あらすじ
祇園精舎の鐘の声、諸行無常の響あり。
朗々とした唄、琵琶の音が闇夜に響く。
何者かが男に伝える、二十余年の歳月を要して編み上げた物語。
その名は──。
平氏棟梁・平清盛が四男・知盛。
清盛最愛の息子とまで呼ばれた彼だが、幼い頃から病弱で出世は遅かった。
だがそんな彼にも源氏という時代の荒波は容赦なく襲い掛かる。
弟分で「王城一の強弓精兵」と呼ばれた教経と共に否応なく前線に立つ知盛。
没落に向かう平氏を盛り返すことはできるのか。
直木賞作家による、熱き血潮が巡る「真」平家物語!
ISBN: 9784758447140ASIN: 4758447144
作品考察・見どころ
今村翔吾は、歴史の敗者に光を当て、その魂の咆哮を現代に蘇らせる稀代の語り部です。

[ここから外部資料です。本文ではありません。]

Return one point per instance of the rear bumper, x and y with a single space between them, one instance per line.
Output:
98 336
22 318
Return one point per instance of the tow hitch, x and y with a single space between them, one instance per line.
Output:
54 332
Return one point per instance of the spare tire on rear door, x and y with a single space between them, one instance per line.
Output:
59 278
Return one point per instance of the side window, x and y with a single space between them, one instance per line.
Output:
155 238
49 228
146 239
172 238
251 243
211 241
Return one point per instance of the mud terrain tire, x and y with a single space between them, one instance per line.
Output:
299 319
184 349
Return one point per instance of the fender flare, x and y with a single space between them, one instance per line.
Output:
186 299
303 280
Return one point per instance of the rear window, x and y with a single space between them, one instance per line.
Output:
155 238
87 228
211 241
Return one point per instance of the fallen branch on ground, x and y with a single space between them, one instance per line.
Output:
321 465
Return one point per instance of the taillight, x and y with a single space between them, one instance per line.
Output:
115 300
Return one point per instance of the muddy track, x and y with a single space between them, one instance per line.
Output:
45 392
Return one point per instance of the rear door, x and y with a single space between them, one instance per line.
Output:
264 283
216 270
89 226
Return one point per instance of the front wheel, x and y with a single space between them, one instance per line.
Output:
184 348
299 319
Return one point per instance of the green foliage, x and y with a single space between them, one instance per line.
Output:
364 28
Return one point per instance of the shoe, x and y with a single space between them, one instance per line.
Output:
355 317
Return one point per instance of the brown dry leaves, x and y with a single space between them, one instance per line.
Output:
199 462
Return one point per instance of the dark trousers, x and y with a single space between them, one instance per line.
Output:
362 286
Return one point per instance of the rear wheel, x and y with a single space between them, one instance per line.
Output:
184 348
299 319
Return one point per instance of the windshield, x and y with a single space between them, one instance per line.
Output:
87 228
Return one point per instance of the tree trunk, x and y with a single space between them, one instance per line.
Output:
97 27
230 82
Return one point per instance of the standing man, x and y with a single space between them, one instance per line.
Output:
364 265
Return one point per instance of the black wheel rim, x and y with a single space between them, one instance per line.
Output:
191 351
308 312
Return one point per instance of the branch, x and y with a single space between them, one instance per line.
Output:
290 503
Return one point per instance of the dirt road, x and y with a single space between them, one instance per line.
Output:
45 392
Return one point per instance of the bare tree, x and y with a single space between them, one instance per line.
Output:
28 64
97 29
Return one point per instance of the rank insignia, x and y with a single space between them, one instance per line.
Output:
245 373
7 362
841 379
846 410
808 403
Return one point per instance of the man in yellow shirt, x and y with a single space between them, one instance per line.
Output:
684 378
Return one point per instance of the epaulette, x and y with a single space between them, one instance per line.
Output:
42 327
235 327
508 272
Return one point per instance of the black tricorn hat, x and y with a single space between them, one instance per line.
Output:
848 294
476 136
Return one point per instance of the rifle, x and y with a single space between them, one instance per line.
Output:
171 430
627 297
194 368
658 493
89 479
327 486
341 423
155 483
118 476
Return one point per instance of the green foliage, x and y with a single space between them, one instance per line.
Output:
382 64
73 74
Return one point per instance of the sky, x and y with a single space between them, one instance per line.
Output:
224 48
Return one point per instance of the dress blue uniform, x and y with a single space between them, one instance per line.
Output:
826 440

本作は平家滅亡の悲劇を単なる諸行無常の物語としてではなく、運命に抗い、泥臭くも高潔に生きた人間たちの血の通った記録へと昇華させています。病弱ゆえに影に甘んじていた知盛が、滅びゆく一門の重責を背負い、静かなる覚悟を宿していく過程は、読む者の胸を熱く焦がすことでしょう。 知盛と教経、対照的な二人の絆と、茜色に染まる時代の黄昏が重なり合い、切なくも美しい叙事詩を形作っています。これは単なる歴史小説ではありません。終わりゆく時代の中で、それでも己の生を全うしようとする者たちの誇りを描いた、魂を震わせる傑作です。古びた古典のイメージを鮮烈に塗り替える、今村文学の真骨頂がここにあります。